The Myanmar security forces are committing serious human rights violations against the Rohingya population that remained in northern Rakhine State through the military’s campaign of violence last year. Since 30 November 2017, thousands of Rohingya women, men, and children have fled to Bangladesh, bringing the total number of Rohingya who have fled since August 2017 to 688,000.
On 25 August 2017, Myanmar’s military launched an operation against the Rohingya population across northern Rakhine State, after a Rohingya armed group, the Arakan Rohingya Salvation Army (ARSA), attacked around 30 security force outposts, killing 12 state officials. The military’s campaign has been marked by crimes against humanity, including the widespread killing of Rohingya women, men, and children; rape and other forms of sexual violence against women and girls; mass deportation; and the systematic burning of villages.
During research in Bangladesh from 17-31 January, Amnesty International interviewed 11 Rohingya men and 8 Rohingya women who fled their villages in Myanmar in December 2017 or January 2018, months after the Myanmar authorities allege that violence stopped. Several were interviewed the day they arrived at a refugee camp; most of the rest were interviewed within 10 days of arriving. The vast majority came from villages in Buthidaung Township, though Amnesty also interviewed new arrivals from Maungdaw and Rathedaung Townships.

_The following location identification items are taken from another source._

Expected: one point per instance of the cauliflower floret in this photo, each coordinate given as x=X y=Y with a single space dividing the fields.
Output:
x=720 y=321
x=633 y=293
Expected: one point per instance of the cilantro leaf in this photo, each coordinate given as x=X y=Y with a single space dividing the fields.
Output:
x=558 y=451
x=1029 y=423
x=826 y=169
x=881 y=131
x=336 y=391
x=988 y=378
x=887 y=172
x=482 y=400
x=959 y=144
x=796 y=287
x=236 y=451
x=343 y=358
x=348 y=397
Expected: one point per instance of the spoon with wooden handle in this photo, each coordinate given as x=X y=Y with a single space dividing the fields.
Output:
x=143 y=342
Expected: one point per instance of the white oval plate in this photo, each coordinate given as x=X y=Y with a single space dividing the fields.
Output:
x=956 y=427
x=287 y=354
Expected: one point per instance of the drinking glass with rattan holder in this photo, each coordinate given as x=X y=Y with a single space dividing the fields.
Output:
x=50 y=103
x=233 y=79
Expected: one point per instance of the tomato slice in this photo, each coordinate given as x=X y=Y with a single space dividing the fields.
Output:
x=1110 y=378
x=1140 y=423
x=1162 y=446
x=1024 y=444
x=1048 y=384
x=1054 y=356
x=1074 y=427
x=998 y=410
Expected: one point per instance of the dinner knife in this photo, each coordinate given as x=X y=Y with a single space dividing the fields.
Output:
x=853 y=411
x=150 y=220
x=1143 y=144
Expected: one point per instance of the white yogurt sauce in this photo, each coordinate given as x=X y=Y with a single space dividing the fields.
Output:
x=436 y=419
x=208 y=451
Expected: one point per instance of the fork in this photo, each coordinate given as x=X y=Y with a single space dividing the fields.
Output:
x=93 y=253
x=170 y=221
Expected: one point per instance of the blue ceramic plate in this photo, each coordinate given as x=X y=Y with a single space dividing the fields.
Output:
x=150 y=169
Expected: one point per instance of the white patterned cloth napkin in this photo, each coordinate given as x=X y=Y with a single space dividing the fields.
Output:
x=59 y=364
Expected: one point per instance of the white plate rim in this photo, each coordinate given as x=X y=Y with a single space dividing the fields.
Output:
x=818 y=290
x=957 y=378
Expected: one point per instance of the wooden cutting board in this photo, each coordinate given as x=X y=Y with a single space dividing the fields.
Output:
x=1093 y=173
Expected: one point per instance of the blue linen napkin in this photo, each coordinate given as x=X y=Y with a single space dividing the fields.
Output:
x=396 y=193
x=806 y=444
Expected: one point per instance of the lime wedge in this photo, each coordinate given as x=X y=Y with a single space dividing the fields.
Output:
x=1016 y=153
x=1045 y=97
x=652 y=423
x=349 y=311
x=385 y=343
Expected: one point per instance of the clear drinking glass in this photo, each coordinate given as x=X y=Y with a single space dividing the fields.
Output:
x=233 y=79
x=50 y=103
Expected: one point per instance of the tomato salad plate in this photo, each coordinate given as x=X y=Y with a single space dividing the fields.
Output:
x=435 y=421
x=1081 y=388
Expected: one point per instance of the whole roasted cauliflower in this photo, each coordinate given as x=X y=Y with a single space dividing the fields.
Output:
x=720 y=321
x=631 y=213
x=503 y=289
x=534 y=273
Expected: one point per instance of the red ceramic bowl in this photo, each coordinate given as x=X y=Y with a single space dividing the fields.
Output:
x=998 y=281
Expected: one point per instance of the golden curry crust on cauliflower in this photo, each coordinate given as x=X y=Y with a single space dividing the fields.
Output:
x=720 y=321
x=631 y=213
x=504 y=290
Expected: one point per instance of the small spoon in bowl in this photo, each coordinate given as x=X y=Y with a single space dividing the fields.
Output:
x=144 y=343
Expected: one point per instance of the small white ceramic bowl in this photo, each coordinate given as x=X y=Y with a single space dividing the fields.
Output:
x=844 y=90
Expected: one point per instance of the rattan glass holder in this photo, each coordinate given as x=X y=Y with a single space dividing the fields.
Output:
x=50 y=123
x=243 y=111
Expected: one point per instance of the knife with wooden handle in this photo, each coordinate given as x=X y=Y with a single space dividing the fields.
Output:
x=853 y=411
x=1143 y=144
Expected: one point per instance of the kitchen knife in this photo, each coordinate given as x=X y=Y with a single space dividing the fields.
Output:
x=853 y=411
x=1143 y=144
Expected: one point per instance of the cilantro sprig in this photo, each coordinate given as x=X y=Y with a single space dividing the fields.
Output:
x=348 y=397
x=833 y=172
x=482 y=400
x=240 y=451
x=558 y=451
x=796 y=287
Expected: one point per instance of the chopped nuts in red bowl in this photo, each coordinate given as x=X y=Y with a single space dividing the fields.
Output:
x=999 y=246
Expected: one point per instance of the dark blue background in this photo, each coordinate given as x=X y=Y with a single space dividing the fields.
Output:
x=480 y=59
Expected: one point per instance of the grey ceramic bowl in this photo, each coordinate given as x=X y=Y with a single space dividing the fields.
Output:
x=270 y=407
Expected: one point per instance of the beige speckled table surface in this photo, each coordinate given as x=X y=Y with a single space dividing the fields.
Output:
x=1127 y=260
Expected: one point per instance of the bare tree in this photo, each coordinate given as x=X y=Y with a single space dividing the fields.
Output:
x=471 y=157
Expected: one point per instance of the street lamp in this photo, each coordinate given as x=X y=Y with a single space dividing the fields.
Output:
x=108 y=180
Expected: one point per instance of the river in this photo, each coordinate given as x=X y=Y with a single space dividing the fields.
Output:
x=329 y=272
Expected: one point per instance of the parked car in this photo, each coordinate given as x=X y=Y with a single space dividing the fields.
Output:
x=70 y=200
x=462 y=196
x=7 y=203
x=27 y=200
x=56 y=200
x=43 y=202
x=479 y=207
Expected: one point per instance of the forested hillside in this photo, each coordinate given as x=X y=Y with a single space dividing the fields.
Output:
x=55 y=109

This briefing explores the violations that continue to force Rohingya families to leave Myanmar, as well as the abuse they face while in flight. A shortage of food is the most common reason new arrivals give for fleeing, as deliberate actions by the Myanmar authorities, including denial of access to rice fields and markets as well as restrictions on aid access, are in effect starving out many Rohingya who have tried to remain in their villages. In a few Rohingya villages, Myanmar soldiers have also carried out abductions, particularly of young women and girls, the news of which has driven other people to flee. And as people have walked for days toward Bangladesh in recent weeks, Myanmar forces have systematically robbed them at checkpoints, taking money and possessions.
While the most acute period of direct violence against Rohingya women, men, and children occurred between late August and late September, the security forces’ ongoing actions appear designed toward the same goal: to make northern Rakhine State unliveable for the Rohingya population.